Relevance of Information Communication Technology to Taxation.
Modern tax administration is fundamentally dependent on technology, with much of the work done electronically. The scale and complexity of the operations are significant and therefore cannot be overemphasize. Throughout the years, the tax administrators have been constantly concerned about developing new ways of improving institutional performance by increasing the effectiveness of tax control and providing taxpayers service that may allow them to better comply with tax obligations.4 Information communication technology brings to taxation new technologies that provide new opportunities, bring additional speed to obtain and use information and help reduce errors associated with the generation and supply of information relating to tax. The information obtained from the tax payer this way is an effective support to the taking of decisions; its breath and easier availability are useful to the tax administrator to achieve better adaptation of the processes of the environment. More so, information communication technology reduces processing times and production cycles, permit rapid adjustments in the procedures, grant greater flexibility, which translate into increase in effectiveness. Information communication technology helps tax administrators to offers services, which were not feasible before. For instance, the tax administrative office can be located in any place in the country and the taxpayer can be in any part of the world in which there is a personal computer (P.C) connected where internet exists. This means that a person need not be physically present in the tax administration office to pay his or her tax and that taxpayer can file return or make their payments from their homes 24 hours minimal compared with the traditional operating schemes.

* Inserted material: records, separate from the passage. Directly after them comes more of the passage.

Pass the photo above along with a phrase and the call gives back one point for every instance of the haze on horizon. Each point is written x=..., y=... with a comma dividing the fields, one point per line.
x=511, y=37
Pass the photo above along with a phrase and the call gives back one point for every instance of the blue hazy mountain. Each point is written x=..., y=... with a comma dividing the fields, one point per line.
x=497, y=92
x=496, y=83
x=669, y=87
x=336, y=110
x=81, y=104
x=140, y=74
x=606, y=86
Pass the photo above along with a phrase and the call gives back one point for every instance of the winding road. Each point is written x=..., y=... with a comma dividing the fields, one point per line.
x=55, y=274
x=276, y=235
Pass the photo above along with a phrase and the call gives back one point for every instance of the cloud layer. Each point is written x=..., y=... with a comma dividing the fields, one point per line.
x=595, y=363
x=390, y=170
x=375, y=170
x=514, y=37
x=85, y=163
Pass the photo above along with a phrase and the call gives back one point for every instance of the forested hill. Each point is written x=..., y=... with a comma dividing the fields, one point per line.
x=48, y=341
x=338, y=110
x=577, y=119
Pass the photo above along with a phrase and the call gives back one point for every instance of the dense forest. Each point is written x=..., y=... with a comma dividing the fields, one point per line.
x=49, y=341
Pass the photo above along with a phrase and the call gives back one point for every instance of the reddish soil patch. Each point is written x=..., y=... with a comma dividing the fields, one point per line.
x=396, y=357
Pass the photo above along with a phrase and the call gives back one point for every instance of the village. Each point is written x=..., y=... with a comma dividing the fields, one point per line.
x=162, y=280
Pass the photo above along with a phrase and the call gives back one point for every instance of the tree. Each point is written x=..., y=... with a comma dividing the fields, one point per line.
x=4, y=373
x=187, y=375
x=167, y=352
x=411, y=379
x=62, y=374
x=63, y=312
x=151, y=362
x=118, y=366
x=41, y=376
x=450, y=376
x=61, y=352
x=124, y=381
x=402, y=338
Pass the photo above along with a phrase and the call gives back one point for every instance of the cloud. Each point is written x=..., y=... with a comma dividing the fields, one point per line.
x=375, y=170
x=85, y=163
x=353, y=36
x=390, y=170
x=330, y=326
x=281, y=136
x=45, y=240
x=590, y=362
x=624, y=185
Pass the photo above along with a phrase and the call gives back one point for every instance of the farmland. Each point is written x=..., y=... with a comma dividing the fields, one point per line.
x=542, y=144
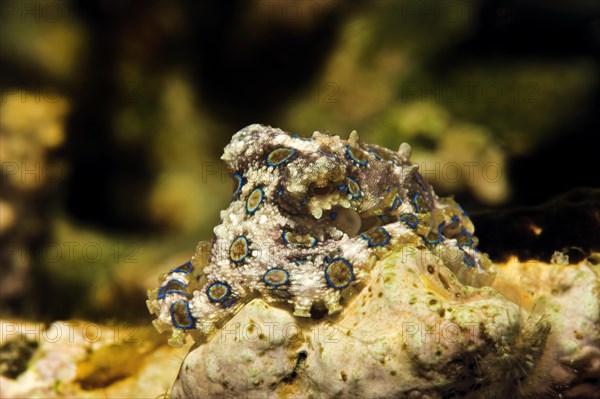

            In the same vein, technology allows the tax administrators to increasingly know more details each taxpayer and administrate this information to be able to offer personalized services and specific specialized controls. The quality of the information of the transaction carried out by the taxpayers with the tax administration improves significantly. Not only can the tax administrators capture the data from the source that generate them, but also he can offer the programs that allows them to generate the data, prepare their returns, settle their taxes and in general allows them to comply with their tax obligations.5 The tax administrators can also increase the means to receive mass information from taxpayers and information agents, reducing significantly the time for processing and availability of that information. In addition to the obvious advantages related with the contact with taxpayers internally the benefits are very important. For instance, there can be effective interaction between the various branches and employees across the country. The aspect of releasing information to employees at all levels is simplified by publicizing the information in their internal portal or use of e-mail. The use of information technology brings new mechanisms that create a good working relationship on a group basis, unlike the traditional taxing system that transfer people in order to carry out any work on a team basis or execute different activities of the same process. With the use of information communication technology, you have to connect them.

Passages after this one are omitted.